Tablets are prepared either by molding or by compression. The excipients can include diluents, binders or granulating agents, glidants (flow aids) and lubricants to ensure efficient tabletting; disintegrants to promote tablet break-up in the digestive tract; sweeteners or flavours to enhance taste; and pigments to make the tablets visually attractive or aid in visual identification of an unknown tablet. A polymer coating is often applied to make the tablet smoother and easier to swallow, to control the release rate of the active ingredient, to make it more resistant to the environment (extending its shelf life), or to enhance the tablet's appearance.
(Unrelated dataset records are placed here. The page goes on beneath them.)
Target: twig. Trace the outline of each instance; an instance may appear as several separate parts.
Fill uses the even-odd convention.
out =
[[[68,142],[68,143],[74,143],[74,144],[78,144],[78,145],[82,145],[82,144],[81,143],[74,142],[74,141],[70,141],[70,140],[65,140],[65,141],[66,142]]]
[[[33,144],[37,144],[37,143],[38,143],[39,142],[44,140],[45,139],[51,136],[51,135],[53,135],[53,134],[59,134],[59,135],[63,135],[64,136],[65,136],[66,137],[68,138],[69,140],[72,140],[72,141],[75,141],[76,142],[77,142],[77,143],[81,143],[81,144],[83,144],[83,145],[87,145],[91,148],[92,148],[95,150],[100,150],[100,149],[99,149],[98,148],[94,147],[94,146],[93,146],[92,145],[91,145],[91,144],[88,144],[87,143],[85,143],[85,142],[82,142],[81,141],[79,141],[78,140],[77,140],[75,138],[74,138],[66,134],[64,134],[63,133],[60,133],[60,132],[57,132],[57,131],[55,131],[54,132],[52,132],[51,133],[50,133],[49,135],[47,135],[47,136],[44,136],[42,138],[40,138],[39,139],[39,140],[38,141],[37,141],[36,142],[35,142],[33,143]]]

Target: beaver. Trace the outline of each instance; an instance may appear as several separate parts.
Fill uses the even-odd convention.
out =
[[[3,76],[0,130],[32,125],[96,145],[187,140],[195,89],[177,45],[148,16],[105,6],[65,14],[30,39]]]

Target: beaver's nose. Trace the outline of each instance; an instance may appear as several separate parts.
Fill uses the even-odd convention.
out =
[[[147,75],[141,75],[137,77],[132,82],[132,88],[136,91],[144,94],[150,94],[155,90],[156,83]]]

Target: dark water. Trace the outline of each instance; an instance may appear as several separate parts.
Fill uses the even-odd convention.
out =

Medicinal tablets were originally made in the shape of a disk of whatever color their components determined, but are now made in many shapes and colors to help distinguish different medicines. Tablets are often stamped with symbols, letters, and numbers, which enable them to be identified. Sizes of tablets to be swallowed range from a few millimetres to about a centimetre.
The compressed tablet is the most popular dosage form in use today. About two-thirds of all prescriptions are dispensed as solid dosage forms, and half of these are compressed tablets. A tablet can be formulated to deliver an accurate dosage to a specific site; it is usually taken orally, but can be administered sublingually, buccally, rectally or intravaginally. The tablet is just one of the many forms that an oral drug can take such as syrups, elixirs, suspensions, and emulsions.
Pills are thought to date back to around 1500 BC. Earlier medical recipes, such as those from 4000 BC, were for liquid preparations rather than solids. The first references to pills were found on papyruses in ancient Egypt, and contained bread dough, honey or grease. Medicinal ingredients, such as plant powders or spices, were mixed in and formed by hand to make little balls, or pills. In ancient Greece, such medicines were known as katapotia ("something to be swallowed"), and the Roman scholar Pliny, who lived from 23-79 AD, first gave a name to what we now call pills, calling them pilula.
Pills have always been difficult to swallow and efforts long have been made to make them go down easier. In medieval times, people coated pills with slippery plant substances. Another approach, used as recently as the 19th century, was to gild them in gold and silver, although this often meant that they would pass through the digestive tract with no effect. In the 1800s sugar-coating and gelatin-coating was invented, as were gelatin capsules.
In 1843, the British painter and inventor William Brockedon was granted a patent for a machine capable of "Shaping Pills, Lozenges and Black Lead by Pressure in Dies". The device was capable of compressing powder into a tablet without use of an adhesive.
A pill was originally defined as a small, round, solid pharmaceutical oral dosage form of medication. Today, pills include tablets, capsules, and variants thereof like caplets — essentially, any solid form of medication colloquially falls into the pill category.
An early example of pills came from Ancient Rome. They were made of the zinc carbonates hydrozincite and smithsonite. The pills were used for sore eyes, and were found aboard a Roman ship Relitto del Pozzino which wrecked in 140 BC. However, these tablets were meant to be pressed on the eyes, not swallowed.